The park, and the country-house in the distance over the river, could be seen from the window; the ecclesiastic took special notice of Eric's lively interest in the beautiful, quiet view, and remarked,—

"Yes, Herr Sonnenkamp has arranged all that for himself, but the beauty is also our gain. I really never go out of my house, except for some parochial work."

"And do you never feel yourself solitary here in the country?"

"Oh no! I have myself, and my Lord, and God has me. And the world? I had in the great city, even, nothing different—my parish, my church, my house—what, besides these, is there, is not there for me."
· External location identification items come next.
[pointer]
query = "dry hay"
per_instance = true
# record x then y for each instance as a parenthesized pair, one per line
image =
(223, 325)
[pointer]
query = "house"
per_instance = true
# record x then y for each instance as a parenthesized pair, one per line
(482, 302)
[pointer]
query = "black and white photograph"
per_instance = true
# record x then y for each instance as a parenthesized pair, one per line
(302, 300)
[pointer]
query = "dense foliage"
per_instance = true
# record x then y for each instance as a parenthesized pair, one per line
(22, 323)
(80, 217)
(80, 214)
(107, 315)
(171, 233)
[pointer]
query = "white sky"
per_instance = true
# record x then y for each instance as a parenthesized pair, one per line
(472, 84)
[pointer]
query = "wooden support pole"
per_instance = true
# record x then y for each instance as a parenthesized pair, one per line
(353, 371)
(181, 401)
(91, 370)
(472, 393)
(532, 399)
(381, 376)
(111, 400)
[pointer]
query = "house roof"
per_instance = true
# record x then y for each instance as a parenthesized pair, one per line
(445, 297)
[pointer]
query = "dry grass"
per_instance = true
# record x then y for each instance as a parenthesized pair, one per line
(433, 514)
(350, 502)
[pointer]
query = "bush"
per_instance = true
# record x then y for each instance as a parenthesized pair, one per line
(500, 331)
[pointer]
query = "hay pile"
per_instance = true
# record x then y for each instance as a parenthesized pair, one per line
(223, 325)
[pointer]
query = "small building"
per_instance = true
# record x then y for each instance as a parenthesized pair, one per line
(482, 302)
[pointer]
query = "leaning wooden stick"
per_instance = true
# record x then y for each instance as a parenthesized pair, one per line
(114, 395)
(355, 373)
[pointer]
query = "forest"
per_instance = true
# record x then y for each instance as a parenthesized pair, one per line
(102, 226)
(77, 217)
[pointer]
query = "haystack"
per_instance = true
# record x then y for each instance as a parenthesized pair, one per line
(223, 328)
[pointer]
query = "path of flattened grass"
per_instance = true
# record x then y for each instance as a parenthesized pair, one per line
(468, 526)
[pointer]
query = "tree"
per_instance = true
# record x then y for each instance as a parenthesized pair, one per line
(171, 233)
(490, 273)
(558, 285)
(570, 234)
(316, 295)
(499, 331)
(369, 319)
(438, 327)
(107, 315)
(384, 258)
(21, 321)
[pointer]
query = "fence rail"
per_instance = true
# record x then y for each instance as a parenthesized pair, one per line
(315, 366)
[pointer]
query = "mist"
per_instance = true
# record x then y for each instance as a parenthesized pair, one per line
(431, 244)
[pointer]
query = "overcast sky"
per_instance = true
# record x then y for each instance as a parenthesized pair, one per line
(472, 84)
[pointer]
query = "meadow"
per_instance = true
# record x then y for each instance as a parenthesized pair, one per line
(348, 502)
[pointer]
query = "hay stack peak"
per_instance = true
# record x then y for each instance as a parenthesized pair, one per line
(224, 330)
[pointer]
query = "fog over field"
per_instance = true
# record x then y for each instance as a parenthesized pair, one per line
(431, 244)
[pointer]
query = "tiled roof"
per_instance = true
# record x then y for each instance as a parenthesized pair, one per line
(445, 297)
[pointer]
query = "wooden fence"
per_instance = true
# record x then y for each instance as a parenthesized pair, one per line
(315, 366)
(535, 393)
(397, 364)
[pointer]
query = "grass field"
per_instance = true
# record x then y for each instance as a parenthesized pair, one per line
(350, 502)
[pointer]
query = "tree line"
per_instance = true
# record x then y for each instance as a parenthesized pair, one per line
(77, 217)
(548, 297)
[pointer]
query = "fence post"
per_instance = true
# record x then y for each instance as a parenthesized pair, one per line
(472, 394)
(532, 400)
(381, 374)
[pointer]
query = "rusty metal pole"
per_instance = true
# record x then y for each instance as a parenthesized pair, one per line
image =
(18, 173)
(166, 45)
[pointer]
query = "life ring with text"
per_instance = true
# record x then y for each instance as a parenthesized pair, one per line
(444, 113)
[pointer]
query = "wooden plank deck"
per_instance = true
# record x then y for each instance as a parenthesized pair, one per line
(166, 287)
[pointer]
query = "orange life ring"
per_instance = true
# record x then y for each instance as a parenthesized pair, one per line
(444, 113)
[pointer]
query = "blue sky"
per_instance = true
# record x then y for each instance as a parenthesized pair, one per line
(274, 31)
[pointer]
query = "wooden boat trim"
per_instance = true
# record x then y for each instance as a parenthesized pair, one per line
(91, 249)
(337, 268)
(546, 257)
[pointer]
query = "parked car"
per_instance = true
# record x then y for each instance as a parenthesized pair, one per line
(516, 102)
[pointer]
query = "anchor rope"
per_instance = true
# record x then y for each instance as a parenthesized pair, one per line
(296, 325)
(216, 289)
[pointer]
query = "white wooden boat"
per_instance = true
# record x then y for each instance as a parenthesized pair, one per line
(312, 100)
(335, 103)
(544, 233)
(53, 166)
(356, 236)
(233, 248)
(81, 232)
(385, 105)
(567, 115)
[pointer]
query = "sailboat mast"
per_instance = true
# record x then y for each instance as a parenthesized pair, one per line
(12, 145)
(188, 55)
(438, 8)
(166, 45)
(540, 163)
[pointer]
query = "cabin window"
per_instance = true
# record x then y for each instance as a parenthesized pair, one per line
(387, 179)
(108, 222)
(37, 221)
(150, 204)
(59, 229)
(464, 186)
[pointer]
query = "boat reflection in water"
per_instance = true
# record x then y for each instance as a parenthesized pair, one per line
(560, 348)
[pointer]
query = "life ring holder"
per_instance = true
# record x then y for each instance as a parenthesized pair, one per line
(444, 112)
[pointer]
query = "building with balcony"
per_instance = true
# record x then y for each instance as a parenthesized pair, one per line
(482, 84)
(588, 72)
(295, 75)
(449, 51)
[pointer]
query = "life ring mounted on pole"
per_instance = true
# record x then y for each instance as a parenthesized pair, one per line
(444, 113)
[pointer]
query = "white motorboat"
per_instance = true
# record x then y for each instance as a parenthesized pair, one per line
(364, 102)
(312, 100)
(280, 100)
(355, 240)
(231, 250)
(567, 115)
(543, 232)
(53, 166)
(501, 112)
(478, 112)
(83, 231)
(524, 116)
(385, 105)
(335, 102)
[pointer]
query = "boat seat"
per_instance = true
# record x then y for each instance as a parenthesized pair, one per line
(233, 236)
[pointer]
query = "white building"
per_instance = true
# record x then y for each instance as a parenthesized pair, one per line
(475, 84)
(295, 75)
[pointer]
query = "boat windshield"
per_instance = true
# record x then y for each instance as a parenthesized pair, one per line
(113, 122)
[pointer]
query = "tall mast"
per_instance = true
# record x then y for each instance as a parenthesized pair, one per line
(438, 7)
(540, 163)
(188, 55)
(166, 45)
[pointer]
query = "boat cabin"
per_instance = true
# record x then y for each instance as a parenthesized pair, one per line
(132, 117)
A reminiscence of his early youthful years was awakened in Eric's soul, and he told the priest that the thought had often presented itself to him, in the midst of his jolly garrison life, that he had a fitness for the ecclesiastical vocation, but that he could not devote himself to it without a belief in revelation.

"Yes, indeed, one cannot make himself believe, but one can make himself humble, and every one can and ought to do that, and then the grace of believing is vouchsafed."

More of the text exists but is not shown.